Path Matching Nuances
A few things trip people up with wildcard matching.
Wildcards don't match across protocols or domains. The pattern only applies to the path portion of the URL. Disallow: /*.pdf$ matches /file.pdf but has no opinion about https://other-domain.com/file.pdf. Each domain needs its own robots.txt.
Order matters when Allow and Disallow overlap. Google uses the most specific (longest) matching rule. If two rules match the same URL, the longer pattern wins:
User-agent: Googlebot
Disallow: /*.json$
Allow: /api/public/*.json$
Here, /api/public/data.json is allowed because the Allow rule is more specific (longer) than the Disallow rule.

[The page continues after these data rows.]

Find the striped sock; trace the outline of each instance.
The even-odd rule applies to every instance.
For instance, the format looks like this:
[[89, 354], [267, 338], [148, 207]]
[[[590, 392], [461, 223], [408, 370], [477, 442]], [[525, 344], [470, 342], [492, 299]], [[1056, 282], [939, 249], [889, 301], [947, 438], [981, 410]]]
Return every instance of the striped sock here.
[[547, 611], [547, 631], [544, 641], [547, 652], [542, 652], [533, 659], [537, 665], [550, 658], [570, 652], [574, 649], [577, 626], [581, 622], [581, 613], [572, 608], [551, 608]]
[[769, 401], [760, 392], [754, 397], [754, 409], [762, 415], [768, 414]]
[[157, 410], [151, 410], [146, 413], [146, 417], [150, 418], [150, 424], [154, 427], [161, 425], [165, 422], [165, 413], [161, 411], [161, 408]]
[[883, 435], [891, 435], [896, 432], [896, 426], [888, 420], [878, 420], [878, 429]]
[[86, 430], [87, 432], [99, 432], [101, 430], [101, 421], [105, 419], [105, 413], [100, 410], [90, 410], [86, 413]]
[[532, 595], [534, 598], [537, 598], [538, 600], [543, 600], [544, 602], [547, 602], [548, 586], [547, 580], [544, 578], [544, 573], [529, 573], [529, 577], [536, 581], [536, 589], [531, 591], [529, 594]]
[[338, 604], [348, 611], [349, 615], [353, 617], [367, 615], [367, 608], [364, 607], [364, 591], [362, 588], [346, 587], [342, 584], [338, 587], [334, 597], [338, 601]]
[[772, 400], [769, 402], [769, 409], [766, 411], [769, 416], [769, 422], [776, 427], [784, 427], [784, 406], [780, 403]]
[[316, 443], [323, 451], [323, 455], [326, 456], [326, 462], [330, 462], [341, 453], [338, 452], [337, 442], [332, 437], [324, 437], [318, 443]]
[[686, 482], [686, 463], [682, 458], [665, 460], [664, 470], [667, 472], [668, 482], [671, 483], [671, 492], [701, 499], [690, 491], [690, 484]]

The leading slash is implicit. All paths in robots.txt start from the root. Disallow: /*.pdf$ is equivalent to matching against URLs that start with / and end with .pdf.
Common Mistakes
Using * when a simple prefix works. You don't need Disallow: /private/*. Just Disallow: /private/ already blocks everything under /private/ because directives match as prefixes by default.
Forgetting the $ when you need an exact ending. If you write Disallow: /*.pdf without the $, it also blocks /file.pdf?page=2 and /file.pdfviewer. Add $ when the extension must be the last thing in the URL.
Over-blocking with broad patterns. Disallow: /*? blocks every URL with a query string, including ones Google might need for proper indexing. Be as specific as possible with your patterns.
Related Articles
Wildcards are the precision tool in your robots.txt toolkit -- use them carefully, test them thoroughly.